И все-таки «друзья» — в отличие от «тихих детей», уже перешедших границу инобытия, — умирают: достигнув определенного возраста (35–40 лет), они моментально дряхлеют, и «покровителям» приходится уводить их в уединенное место и впрыскивать называемое «нирваной» вещество, вызывающее легкую и веселую смерть. Даже умирая, жители островов не чувствуют свою смерть как событие, укорененное во времени; сознанием времени одарены лишь те, кто сосредоточил в своих руках власть и над жизнью, и над смертью, — Триродов и Эзрар (а также Эдисон). Они моделируют Историю изнутри нее самой, сознательно стремясь к достижению такой точки на временной шкале, которая будет остановкой времени и смертью Истории.
Обитатели райских островов делятся натри категории: «покровители», «друзья» и «рабы». Рассказчик, первый раз столкнувшись с «рабами», поражается неграциозному и неуклюжему их виду. «Рабы» — это, как поясняет Эзрар, «видоизмененные люди», специально отобранные и выращенные селекционерами для того, чтобы выполнять всю тяжелую работу: «Они разумны, что делает их гораздо ценнее всякого домашнего животного, но их разум очень мало развит, крайне специализирован и вращается только в известной сфере, для каждого очень ограниченной.

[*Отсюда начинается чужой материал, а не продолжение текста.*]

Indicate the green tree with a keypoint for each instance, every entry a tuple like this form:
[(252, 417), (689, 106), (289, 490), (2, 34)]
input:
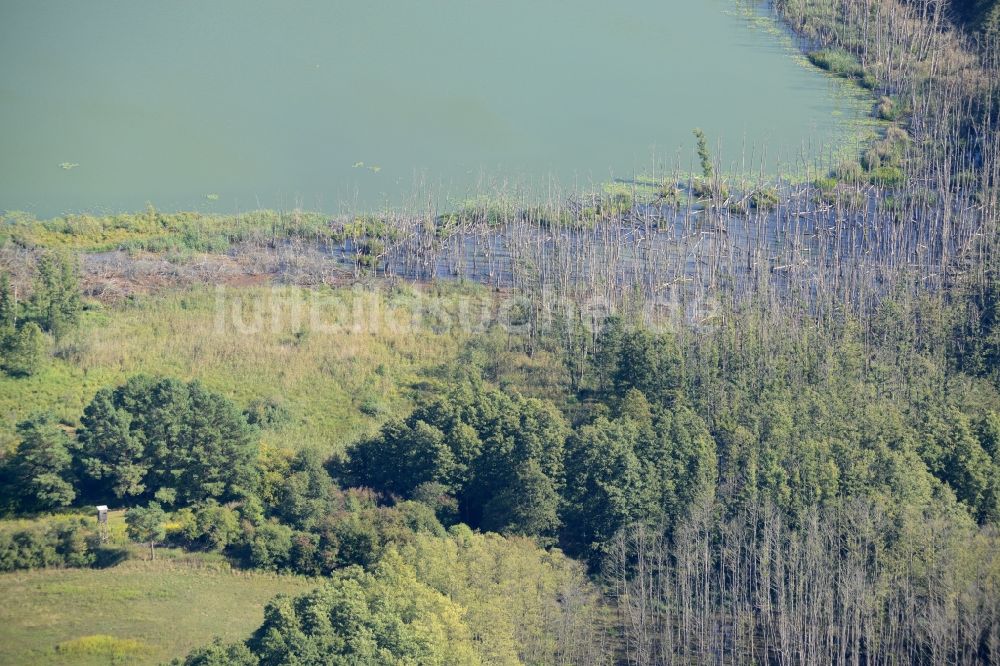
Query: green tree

У нас есть „рабы“, которые культивируют только горох и бобы — это главная их пища и пища наших коров, — и прекрасно культивируют, но другого они ничего не умеют делать и даже ничего не понимают вне этой сферы; другие умеют только ходить за коровами и доить их, третьи сеют рис, четвертые умеют только плести циновки или лепить горшки, есть такие, которые нам прислуживают»

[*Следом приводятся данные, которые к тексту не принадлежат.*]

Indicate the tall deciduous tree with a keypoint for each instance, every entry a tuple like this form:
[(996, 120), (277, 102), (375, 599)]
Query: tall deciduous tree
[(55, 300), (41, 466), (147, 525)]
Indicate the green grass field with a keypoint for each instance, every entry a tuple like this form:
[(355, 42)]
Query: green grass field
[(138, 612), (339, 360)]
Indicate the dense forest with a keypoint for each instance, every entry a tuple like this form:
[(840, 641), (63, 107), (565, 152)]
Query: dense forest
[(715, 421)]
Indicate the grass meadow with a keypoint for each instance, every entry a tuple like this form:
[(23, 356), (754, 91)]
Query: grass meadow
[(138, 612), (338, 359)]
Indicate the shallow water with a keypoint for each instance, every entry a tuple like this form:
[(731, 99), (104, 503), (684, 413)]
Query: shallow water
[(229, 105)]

[499].М. Золотоносов, подробно разобрав возможные источники и параллели «Рая земного», к сожалению, упустил из виду текст, в котором дается описание нового общества, поразительно напоминающего по своему внутреннему устройству колонию Мережковского. Речь идет о романе Г. Уэллса «Машина времени», написанном в 1895 г., за несколько лет до создания «Рая земного». Действительно, в обоих текстах рассказчик переносится на много веков вперед, попадая в «золотой век» человечества. Там он сталкивается с представителями нового человечества: у Мережковского они называются «друзьями», у Уэллса — «элоями». Объединяет «элоев» и «друзей» их характерная инфантильность, проявляющаяся как на физиологическом (маленький рост, грациозность форм, короткие волосы
[500], отсутствие растительности на теле), так и на поведенческом уровне (отсутствие страха перед незнакомцем, детская непринужденность, игривость). Некоторым физиологическим особенностям — например, маленькому ротику и тонким губам — в обоих романах придается такое значение, что трудно отказаться от мысли о прямых заимствованиях, сделанных русским утопистом [501]. Еще одна важная черта: отсутствие (полное, как у Мережковского, или частичное, как у Уэллса [502]) одежды. Да она и не нужна, поскольку Земля превратилась в цветущий тропический сад с теплым, приятным климатом [503]. Все свое время его обитатели проводят в «играх, купании, полушутливом флирте, еде и сне» [504]. В этом райском месте нет смерти, или, точнее, она все же есть, но ощущается лишь как смутная, непонятная угроза. Можно сказать, что в раю смерть есть, но не осознается в качестве таковой. Как и в колонии, населенной «друзьями», смерть в превратившейся в тропики Англии выносится куда-то за пределы утопического пространства. Герой Уэллса свидетельствует: «Я нигде не видел следов крематория, могил или чего-либо, связанного со смертью. Однако было весьма возможно, что кладбища (или крематории) были где-нибудь за пределами моих странствий. Это был один из тех вопросов, которые я сразу поставил перед собой и разрешить которые сначала был не в состоянии. Отсутствие кладбищ поразило меня и повело к дальнейшим наблюдениям, которые поразили меня еще сильнее: среди людей будущего совершенно не было старых и дряхлых» [505].